[Oscar-users] Re: LAM: problem running mpi program, no error/warning mesgs

Jeff Squyres Fri, 14 Jan 2005 07:38:41 -0800

If this happens with all the RPIs (lamd, tcp, sysv, usysv), then it is really looking like a problem with your application.

You didn't provide any stack traces to indicate where the application is. Try "bt" to show the stack trace, and the "up" and "down" commands to move up and down the stack trace.
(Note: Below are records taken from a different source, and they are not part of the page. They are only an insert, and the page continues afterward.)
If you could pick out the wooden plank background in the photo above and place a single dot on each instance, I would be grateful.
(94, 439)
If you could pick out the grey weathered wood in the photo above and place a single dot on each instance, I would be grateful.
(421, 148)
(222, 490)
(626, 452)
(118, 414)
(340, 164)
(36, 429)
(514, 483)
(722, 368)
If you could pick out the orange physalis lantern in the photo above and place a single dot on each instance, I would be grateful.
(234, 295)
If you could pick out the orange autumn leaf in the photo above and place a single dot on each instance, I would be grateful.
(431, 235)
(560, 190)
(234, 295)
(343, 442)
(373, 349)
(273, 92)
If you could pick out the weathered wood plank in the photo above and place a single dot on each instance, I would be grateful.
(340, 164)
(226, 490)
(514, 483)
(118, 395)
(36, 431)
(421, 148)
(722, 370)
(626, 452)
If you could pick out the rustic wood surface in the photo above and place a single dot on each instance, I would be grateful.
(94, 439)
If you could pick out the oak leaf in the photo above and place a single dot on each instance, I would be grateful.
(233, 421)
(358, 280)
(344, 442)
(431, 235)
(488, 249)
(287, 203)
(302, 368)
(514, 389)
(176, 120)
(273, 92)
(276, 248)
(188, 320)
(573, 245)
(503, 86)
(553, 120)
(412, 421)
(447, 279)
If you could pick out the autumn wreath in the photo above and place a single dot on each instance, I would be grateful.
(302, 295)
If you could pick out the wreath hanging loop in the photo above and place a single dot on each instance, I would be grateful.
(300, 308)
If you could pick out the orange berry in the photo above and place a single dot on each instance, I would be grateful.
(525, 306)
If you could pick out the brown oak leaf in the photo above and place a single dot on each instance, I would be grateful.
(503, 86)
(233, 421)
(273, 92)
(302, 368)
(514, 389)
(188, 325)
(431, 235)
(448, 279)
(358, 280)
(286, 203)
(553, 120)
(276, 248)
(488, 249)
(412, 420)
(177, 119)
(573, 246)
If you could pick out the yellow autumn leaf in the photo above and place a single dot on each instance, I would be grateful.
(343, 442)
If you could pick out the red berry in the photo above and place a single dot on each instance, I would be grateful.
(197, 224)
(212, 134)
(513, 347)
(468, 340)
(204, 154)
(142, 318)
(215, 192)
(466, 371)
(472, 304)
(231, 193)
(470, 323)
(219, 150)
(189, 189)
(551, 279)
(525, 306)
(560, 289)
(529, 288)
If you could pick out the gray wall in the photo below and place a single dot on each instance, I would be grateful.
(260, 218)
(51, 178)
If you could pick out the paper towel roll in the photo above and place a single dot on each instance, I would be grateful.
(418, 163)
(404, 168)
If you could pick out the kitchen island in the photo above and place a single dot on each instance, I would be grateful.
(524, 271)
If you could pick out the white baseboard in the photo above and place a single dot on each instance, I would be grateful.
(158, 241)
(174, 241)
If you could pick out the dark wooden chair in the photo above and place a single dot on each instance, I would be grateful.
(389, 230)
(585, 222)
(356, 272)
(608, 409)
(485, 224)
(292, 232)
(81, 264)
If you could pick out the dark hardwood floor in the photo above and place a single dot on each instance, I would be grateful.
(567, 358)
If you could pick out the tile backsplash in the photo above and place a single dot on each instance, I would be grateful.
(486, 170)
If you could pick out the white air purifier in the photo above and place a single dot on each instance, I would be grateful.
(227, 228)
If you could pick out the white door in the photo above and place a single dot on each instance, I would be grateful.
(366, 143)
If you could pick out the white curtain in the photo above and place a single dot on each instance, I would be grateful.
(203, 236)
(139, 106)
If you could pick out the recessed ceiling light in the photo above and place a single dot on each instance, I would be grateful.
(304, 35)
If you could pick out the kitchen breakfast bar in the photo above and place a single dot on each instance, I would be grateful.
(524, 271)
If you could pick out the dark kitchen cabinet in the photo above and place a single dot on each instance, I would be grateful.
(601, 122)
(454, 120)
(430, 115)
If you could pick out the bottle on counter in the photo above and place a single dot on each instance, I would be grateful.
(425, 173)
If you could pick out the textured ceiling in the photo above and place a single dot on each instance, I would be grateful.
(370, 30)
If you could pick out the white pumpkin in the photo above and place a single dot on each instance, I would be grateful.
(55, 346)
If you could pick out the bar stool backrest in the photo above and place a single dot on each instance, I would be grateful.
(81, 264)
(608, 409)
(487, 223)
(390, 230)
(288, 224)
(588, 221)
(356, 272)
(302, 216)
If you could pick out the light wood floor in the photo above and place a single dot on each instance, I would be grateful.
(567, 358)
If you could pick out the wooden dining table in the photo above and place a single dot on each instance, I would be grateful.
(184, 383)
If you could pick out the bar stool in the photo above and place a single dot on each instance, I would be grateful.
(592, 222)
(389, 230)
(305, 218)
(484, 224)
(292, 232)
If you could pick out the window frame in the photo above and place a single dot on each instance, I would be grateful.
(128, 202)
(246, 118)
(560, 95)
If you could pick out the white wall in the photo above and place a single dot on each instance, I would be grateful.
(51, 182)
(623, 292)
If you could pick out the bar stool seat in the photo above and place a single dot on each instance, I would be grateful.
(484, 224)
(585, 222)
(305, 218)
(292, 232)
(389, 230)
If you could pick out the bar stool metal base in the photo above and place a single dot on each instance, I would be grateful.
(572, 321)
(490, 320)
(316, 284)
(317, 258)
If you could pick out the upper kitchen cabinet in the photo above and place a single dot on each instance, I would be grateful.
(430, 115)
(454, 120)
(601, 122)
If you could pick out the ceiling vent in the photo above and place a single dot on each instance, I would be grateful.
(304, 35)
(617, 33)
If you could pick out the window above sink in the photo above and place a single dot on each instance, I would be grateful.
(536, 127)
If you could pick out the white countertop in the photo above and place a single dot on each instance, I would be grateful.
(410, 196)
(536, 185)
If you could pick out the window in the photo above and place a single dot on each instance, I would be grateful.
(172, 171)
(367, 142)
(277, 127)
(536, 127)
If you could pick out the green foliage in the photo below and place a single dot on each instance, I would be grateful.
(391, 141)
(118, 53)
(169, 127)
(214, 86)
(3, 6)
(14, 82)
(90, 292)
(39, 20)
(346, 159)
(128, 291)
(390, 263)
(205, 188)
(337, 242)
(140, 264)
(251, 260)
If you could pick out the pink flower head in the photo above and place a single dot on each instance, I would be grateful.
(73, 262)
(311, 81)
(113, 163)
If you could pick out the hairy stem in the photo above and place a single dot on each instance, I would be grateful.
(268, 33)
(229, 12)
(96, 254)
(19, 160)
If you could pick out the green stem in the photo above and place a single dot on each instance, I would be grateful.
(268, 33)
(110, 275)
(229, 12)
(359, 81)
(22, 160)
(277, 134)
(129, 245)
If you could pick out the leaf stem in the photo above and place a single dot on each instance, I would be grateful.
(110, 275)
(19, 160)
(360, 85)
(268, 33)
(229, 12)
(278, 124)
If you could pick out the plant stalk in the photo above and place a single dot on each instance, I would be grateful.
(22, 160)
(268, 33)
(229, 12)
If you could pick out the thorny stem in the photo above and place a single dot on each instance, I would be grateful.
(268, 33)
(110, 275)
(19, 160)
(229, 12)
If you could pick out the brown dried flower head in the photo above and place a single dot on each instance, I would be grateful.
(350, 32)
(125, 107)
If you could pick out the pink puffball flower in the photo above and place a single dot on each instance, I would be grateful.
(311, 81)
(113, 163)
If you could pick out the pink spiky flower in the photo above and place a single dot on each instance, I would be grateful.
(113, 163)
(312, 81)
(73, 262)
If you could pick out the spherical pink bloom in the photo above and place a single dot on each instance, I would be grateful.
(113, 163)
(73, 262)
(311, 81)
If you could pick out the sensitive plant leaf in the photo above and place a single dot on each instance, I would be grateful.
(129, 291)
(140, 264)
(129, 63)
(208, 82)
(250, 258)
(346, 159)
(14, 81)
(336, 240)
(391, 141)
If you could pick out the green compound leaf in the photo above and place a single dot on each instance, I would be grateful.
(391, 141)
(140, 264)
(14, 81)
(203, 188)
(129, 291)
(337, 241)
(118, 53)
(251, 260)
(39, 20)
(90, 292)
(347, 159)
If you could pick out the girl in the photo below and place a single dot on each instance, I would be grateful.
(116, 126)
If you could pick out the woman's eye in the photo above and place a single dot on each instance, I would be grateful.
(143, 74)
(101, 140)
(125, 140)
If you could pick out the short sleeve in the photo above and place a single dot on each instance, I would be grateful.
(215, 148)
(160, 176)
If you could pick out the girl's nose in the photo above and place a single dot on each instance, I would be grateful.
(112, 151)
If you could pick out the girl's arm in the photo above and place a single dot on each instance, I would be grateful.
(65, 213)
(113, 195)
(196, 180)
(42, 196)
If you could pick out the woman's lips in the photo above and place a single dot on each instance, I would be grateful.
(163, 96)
You should be able to move "up" to find the line in your source code where you invoked an MPI API function, and then be able to look around at the variable values in your application to figure out exactly where it is, what it's trying to do, etc.

From there, you can see what processes are sending to whom, and who is blocking waiting for what. It *sounds* like you have a limited throughput scenario, where most processes are blocking waiting for input from other processes before they can continue.


On Jan 14, 2005, at 9:46 AM, Yu Chen wrote:

Hi, Jeff
Just tried your suggestions, here are some outputs from "gdb", but I don't know where to continue now, seems for lamd and tcp, it just sit, for sysv, file is missing?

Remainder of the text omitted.